Título: 'Governo já poderia ter cortado juro'
Autor: Marcelo Rehder
Fonte: O Estado de São Paulo, 31/01/2005, Economia, p. B5

O atual nível do superávit primário permite ao governo cortar os juros básicos, diz o economista José Alexandre Scheinkman, da Universidade de Princeton. Para ele, o efeito de tal medida sobre a inflação seria mínimo e o Brasil poderia crescer de modo sustentado a taxas elevadas. A seguir, os principais trechos da entrevista dada por telefone ao Estado de sua casa em Nova York. Estado - Na atual conjuntura, o aumento de juros tem eficácia?

José Alexandre Scheinkman - O principal problemas de novas altas da taxa de juros é o impacto fiscal. Cada vez que aumenta a taxa de juros, cresce o custo da dívida. É bastante incerto se esses aumentos dos juros vão ter eficácia em baixar a inflação. Por outro lado, o impacto sobre o custo da dívida é uma coisa certa. Não me parece uma relação custo benefício muito boa.

Estado - Qual o efeito disso na economia real?

Scheinkman - Está diminuindo o ritmo de queda da relação dívida/PIB. Embora o governo esteja anunciando um superávit primário de 4,63%, todo esse superávit está sendo usado para pagar o juro real da dívida. Mas só com a queda da relação dívida/PIB o governo terá capacidade de contribuir para a poupança nacional e fazer todos os investimentos em infra-estrutura que são necessários e finalmente um dia cortar impostos também, porque a nossa carga tributária é absurda.

Estado - Quais os efeitos imediatos dos juros elevados?

Scheinkman - Evidentemente, uma taxa de juros real tão alta tem um impacto negativo sobre o nível de atividade. Mas a preocupação maior é que nós precisamos entrar numa trajetória de crescimento mais alto por um período longo, sustentável. E esse crescimento sustentável depende em boa parte da capacidade do governo de começar a contribuir para a poupança nacional.

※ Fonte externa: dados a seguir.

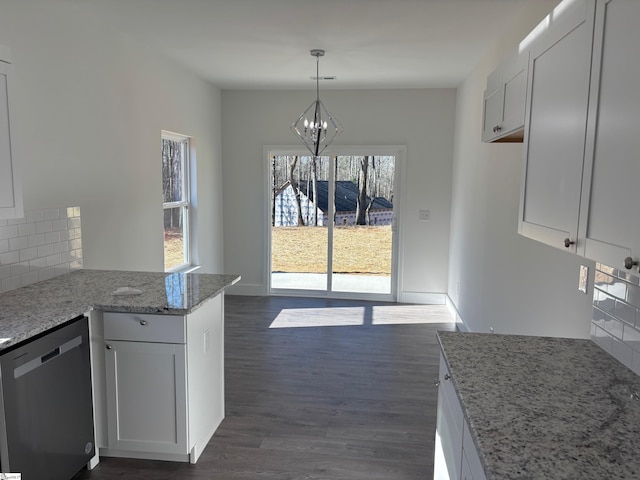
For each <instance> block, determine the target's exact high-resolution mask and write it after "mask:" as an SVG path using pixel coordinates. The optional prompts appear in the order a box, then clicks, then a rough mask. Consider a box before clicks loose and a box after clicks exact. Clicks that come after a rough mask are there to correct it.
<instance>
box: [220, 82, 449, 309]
mask: <svg viewBox="0 0 640 480" xmlns="http://www.w3.org/2000/svg"><path fill="white" fill-rule="evenodd" d="M320 96H321V99H322V101H323V103H324V104H325V105H326V106H327V108H328V109H329V110H330V111H331V113H332V114H333V115H335V116H336V118H338V119H339V120H340V122H341V123H342V124H343V125H344V133H343V134H342V135H341V136H340V137H339V139H338V140H337V141H336V144H337V145H344V146H349V145H405V146H406V148H407V162H406V171H405V172H404V173H405V179H406V183H405V190H404V192H403V193H404V196H405V201H406V203H405V205H406V212H405V213H406V215H405V217H404V218H402V219H401V224H400V225H401V229H402V235H401V236H402V238H403V240H402V249H403V252H404V257H403V258H404V262H403V264H402V266H401V267H402V270H403V274H402V278H401V282H402V283H401V285H402V288H403V292H405V293H406V296H407V297H411V298H421V296H422V295H424V294H430V293H440V294H442V293H446V291H447V260H448V242H449V219H450V201H451V165H452V155H453V126H454V115H455V90H454V89H432V90H426V89H425V90H364V91H337V90H326V91H323V90H321V92H320ZM314 99H315V95H314V92H312V91H223V92H222V119H223V124H222V133H223V138H224V142H223V175H224V181H225V188H224V245H225V252H224V253H225V267H226V269H227V270H228V271H229V272H233V273H239V274H241V275H242V280H241V282H240V284H239V285H238V286H237V287H236V288H235V289H234V292H235V293H251V294H264V293H266V285H265V284H264V283H265V282H264V278H265V266H266V258H267V255H268V252H267V250H266V244H267V239H266V238H265V236H266V232H265V228H264V220H263V215H264V211H265V209H264V208H263V205H264V200H265V198H266V197H265V181H264V179H263V172H264V168H263V167H264V163H265V162H266V159H264V158H263V147H264V146H265V145H297V144H298V143H297V142H298V141H297V139H296V138H295V136H294V135H293V134H292V133H291V131H290V130H289V125H290V124H291V123H292V122H293V121H294V120H295V119H296V117H297V116H298V115H299V114H300V113H301V112H302V111H303V110H304V109H305V108H307V106H308V105H309V104H310V103H311V102H312V101H313V100H314ZM420 209H430V210H431V221H430V222H419V221H418V211H419V210H420Z"/></svg>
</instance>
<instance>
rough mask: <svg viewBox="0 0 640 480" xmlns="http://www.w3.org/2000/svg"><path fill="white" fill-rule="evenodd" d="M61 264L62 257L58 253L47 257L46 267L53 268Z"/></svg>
mask: <svg viewBox="0 0 640 480" xmlns="http://www.w3.org/2000/svg"><path fill="white" fill-rule="evenodd" d="M61 263H62V257H61V256H60V254H59V253H56V254H54V255H49V256H48V257H47V267H53V266H55V265H60V264H61Z"/></svg>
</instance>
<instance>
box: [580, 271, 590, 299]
mask: <svg viewBox="0 0 640 480" xmlns="http://www.w3.org/2000/svg"><path fill="white" fill-rule="evenodd" d="M588 287H589V267H587V266H586V265H580V277H579V278H578V291H580V292H582V293H584V294H585V295H586V294H587V290H588Z"/></svg>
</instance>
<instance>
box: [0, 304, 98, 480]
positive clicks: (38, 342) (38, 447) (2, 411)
mask: <svg viewBox="0 0 640 480" xmlns="http://www.w3.org/2000/svg"><path fill="white" fill-rule="evenodd" d="M89 358H90V357H89V330H88V320H87V318H86V317H84V316H83V317H78V318H76V319H75V320H72V321H70V322H68V323H66V324H64V325H62V326H61V327H58V328H56V329H53V330H49V331H47V332H45V334H43V335H42V336H39V337H37V338H35V339H34V340H30V341H28V342H27V343H24V344H18V345H17V346H16V347H15V348H12V349H10V350H9V351H8V352H3V353H2V355H0V375H1V377H2V378H1V382H0V385H1V387H2V395H1V396H0V400H1V401H2V405H0V406H1V407H2V408H1V412H2V415H1V416H0V468H1V470H2V472H5V473H9V472H13V473H22V480H41V479H48V480H69V479H71V477H73V476H74V475H75V474H76V473H77V472H78V471H80V470H81V469H82V468H83V467H84V465H86V463H87V462H88V461H89V460H90V459H91V458H92V457H93V456H94V454H95V447H94V444H93V442H94V430H93V402H92V395H91V369H90V363H89V362H90V360H89Z"/></svg>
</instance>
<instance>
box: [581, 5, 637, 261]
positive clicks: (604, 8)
mask: <svg viewBox="0 0 640 480" xmlns="http://www.w3.org/2000/svg"><path fill="white" fill-rule="evenodd" d="M639 20H640V2H639V1H637V0H609V1H599V2H598V5H597V11H596V27H595V36H594V48H593V68H594V72H599V74H598V75H593V77H592V85H591V96H590V102H589V123H588V128H587V147H586V156H585V173H584V184H583V202H582V206H581V210H580V237H581V238H584V239H585V240H584V245H582V246H581V247H582V248H579V249H578V252H579V253H581V254H583V255H585V256H586V257H589V258H592V259H595V260H598V261H600V262H603V263H605V264H607V265H610V266H612V267H616V268H620V269H623V268H625V263H627V265H626V267H631V266H632V263H633V262H635V261H638V260H639V259H640V225H639V224H638V210H639V207H640V188H639V182H640V92H639V91H638V90H639V88H640V48H639V46H640V28H638V21H639ZM625 259H630V260H626V262H625ZM636 271H637V269H636Z"/></svg>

Estado - Qual seria o remédio?

Scheinkman - Mantidos os atuais níveis de superávit primário, o Banco Central poderia ser um pouco mais ambicioso e experimentar taxas de juros reais mais baixas. É provável que o impacto inflacionário seja nulo ou muito pequeno. E os efeitos positivos sobre a dinâmica da dívida realmente fazem isso valer a pena.

Estado - Até onde vale a pena continuar elevando os juros?

Scheinkman - Eu acho que já passamos desse ponto. Estamos num clima muito diferente daquele do começo do governo Lula. Hoje, os investidores internacionais emprestam ao governo brasileiro com uma taxa de risco muito menor do que naquela época. Fala-se muito numa taxa de risco Brasil de 4%, mas na verdade para períodos curtos, de menos de um ano, a taxa de risco do País está entre 1% e 2% ao ano. Se o investidor estrangeiro está disposto a apostar na dívida brasileira uma taxa de risco de 1% a 2% ao ano, por que nós precisamos internamente de uma taxa real de quase 12% ao ano?

Estado - A meta de inflação de 5,1% não é baixa demais?

Scheinkman - Sabemos que essa meta é somente uma tendência central, há uma banda em torno dela. E é parte do trabalho dos dirigentes do BC entenderem quando atingir um ponto particular dessa banda pode estar trazendo outros custos para a economia. A verdade é que um dos problemas que o Brasil vai enfrentar é que estamos entrando num período em que se espera que várias economias centrais vão aumentar suas taxas de juros, principalmente os Estados Unidos. E à medida que as taxas americanas subirem fica mais difícil baixar juros num País como o Brasil. Acho que o BC deveria ter sido mais agressivo em baixar os juros de meados de 2003 em diante para se aproveitar de um período de alta liquidez na economia mundial.

Estado - Qual é o juro de equilíbrio para o Brasil, que precisa de capital externo e tem uma inflação muito puxada pelos preços administrados?

Scheinkman - Existe um conceito teórico desse juro de equilíbrio, mas transformar isso numa medida prática, num número, é mais arte do que ciência. Não vou dizer qual é o juro de equilíbrio, mas evidentemente que os nossos juros reais estão completamente fora da escala dos juros reais dos outros países do mundo. É mais uma das nossas jabuticabas.